Lord of the Fading Lands
Tairen Soul #1
Published 2007 by Leisure Books (Dorchester)
Knowing that the tairen are dying, Rain Tairen Soul, King of the Fey breaks an ancient taboo to consult the truth stone thingy and learns that he must travel to Celieria, a country he hasen't visited for a thousand years, since he nearly destroyed the world. There he finds Ellysetta, his unexpected truemate, who has the power to save the tairen, the Fey, and the entire world.
At first I really loved this story. It's very classical fantasy, with nobility and people with latent power and the end of the world approaching, all of which I enjoy reading. The romance was very sweet, despite Rain and Ellie's magical soul bond, which sounds cheesy but was different from the kind of instalove that annoys me. Though Rain and Ellie are bound at the very beginning, they're not actually in love, and the process of getting to know each other is in some ways complicated by their bond, not to mention Rain's history. At some points the whole concept of the bond seemed a little patronizing – Fey warriors bond in order to protect their women? The feminist in me snarls at this – but for the most part I managed to ignore those feelings.
In the world at large, Rain is the only one who can sense the growing power of the Elden Mages, who once warred with Fey and Celierians alike.
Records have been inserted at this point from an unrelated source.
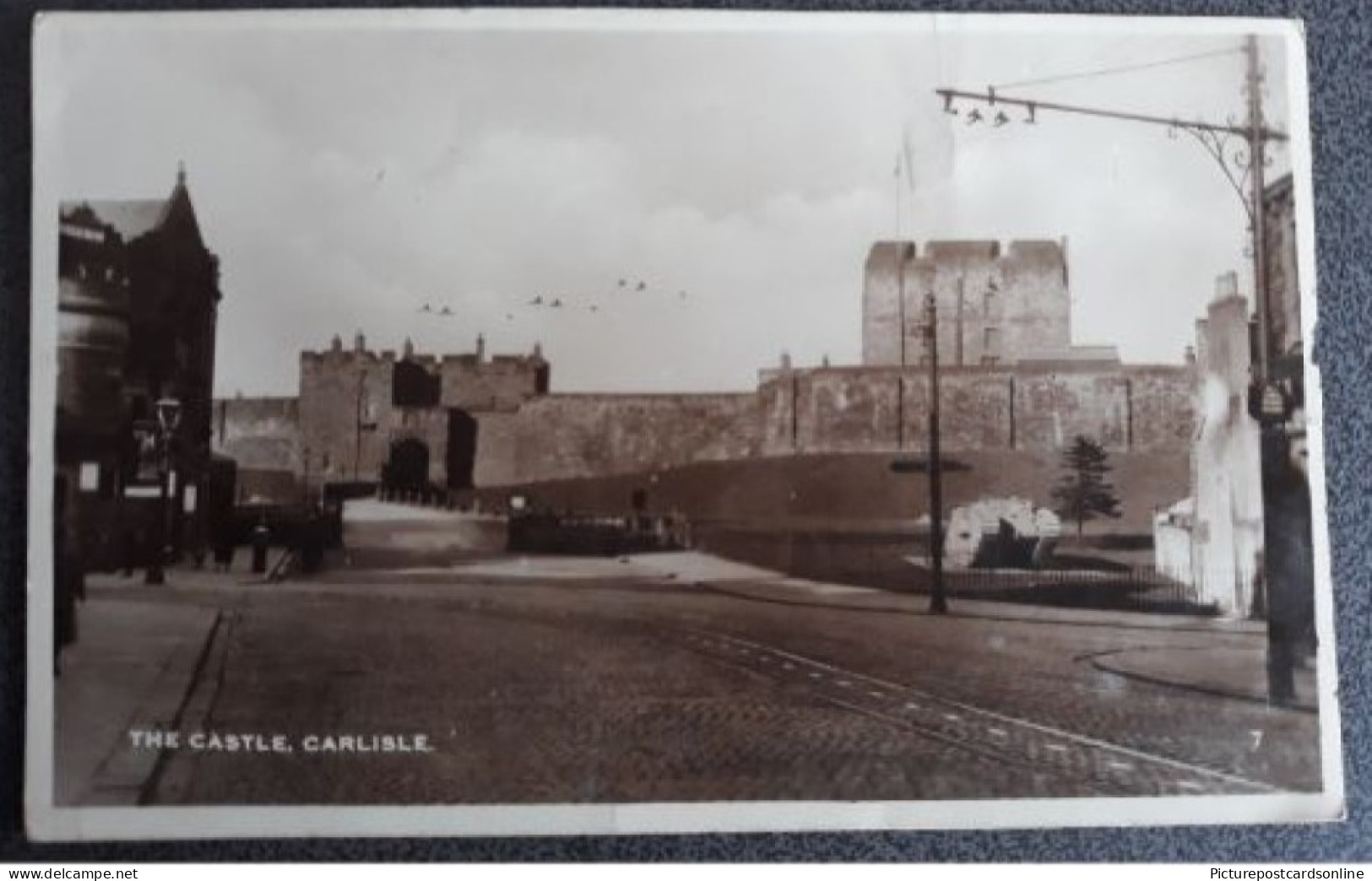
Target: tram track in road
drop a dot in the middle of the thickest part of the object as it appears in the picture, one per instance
(1038, 749)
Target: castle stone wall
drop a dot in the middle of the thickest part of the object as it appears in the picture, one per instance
(860, 409)
(259, 434)
(350, 420)
(586, 435)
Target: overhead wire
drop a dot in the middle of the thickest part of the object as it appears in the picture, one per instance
(1108, 72)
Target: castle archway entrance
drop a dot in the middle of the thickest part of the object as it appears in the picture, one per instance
(461, 449)
(408, 467)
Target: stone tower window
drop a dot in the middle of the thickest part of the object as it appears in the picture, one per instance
(991, 346)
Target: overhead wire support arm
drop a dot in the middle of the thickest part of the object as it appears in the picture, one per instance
(1033, 106)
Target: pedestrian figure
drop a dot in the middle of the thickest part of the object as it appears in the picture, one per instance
(261, 543)
(224, 548)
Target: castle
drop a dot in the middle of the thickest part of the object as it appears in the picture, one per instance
(1013, 383)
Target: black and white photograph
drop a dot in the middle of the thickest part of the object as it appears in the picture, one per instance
(621, 422)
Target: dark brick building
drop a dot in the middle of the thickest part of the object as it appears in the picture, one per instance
(138, 295)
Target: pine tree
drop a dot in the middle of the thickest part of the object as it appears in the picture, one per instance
(1082, 493)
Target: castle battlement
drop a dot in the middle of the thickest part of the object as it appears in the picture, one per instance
(998, 304)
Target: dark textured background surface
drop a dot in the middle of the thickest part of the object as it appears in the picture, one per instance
(1341, 35)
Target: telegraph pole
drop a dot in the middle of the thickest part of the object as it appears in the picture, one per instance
(1242, 168)
(1245, 169)
(937, 600)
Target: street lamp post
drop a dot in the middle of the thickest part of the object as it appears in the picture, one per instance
(168, 420)
(937, 598)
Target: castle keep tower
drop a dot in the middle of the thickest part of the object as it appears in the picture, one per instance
(996, 306)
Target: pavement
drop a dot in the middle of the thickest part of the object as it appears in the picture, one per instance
(138, 657)
(131, 668)
(1234, 672)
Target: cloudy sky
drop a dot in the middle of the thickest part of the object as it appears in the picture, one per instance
(349, 172)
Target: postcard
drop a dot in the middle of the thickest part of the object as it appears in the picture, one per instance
(632, 422)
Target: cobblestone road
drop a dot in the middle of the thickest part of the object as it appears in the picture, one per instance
(621, 690)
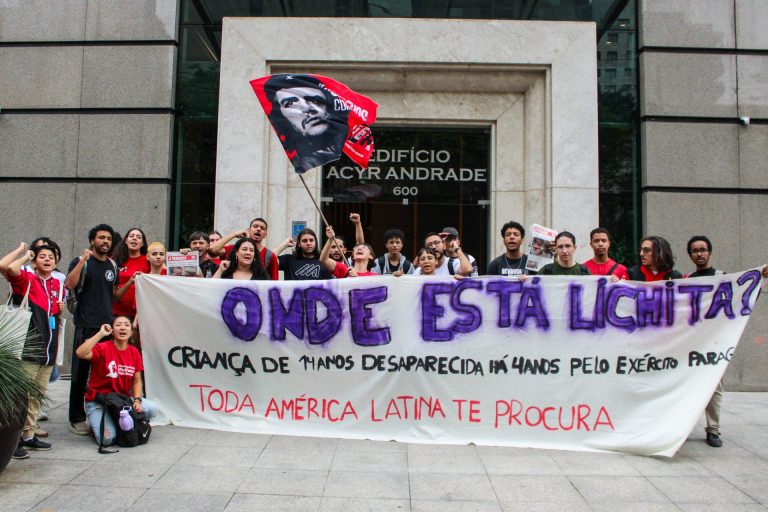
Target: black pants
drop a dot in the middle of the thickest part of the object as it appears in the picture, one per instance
(80, 371)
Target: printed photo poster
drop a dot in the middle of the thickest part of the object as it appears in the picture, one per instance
(316, 118)
(179, 264)
(539, 253)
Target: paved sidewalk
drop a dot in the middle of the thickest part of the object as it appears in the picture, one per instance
(204, 470)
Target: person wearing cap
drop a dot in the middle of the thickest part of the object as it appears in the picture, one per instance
(452, 249)
(458, 265)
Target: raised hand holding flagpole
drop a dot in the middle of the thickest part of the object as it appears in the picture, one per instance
(316, 118)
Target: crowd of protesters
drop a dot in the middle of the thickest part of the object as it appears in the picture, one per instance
(107, 340)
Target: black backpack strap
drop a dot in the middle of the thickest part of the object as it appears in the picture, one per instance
(380, 262)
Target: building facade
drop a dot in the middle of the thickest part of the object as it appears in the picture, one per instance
(109, 111)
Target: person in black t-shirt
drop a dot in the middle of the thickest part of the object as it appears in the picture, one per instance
(92, 277)
(513, 261)
(304, 263)
(199, 241)
(700, 250)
But no one is willing to listen to his warnings, attributing the increase in deaths on the border to the Fey. I would have liked to see more of this aspect of the story and a little less of the romance. While it was obvious why the Elden were virtually universally despised, I didn't really understand their motivations. Good-versus-evil stories are sometimes more difficult to do well because it's easy to simply stop with "they're evil" as a basis for actions, which doesn't really work. Fading Lands needed a bit more background to pull it off.
Plus there's only so much sweet romance I can handle. The machinations of the Mages was more interesting, and I wanted to know more about what was happening with the tairen – you know, the problem that started this whole story? – and certain events that took place in the Celierian court.
One small irritation was the unnecessarily invented words. It's fine to make up words if the story includes creatures or concepts that don't exist in English. But since your characters are presumably not actually speaking English (or whatever language you're writing in) there's no need to make up words for "yes," "no," "sorry," and "thank you." They're just a distraction.
Overall, I liked the book. It made me smile and even laugh out loud. It could have used a bit less romance and a bit more of an actual story, because it was kind of lacking in that regard, but it was definitely an enjoyable read, and I'll be sure to read the rest of the series.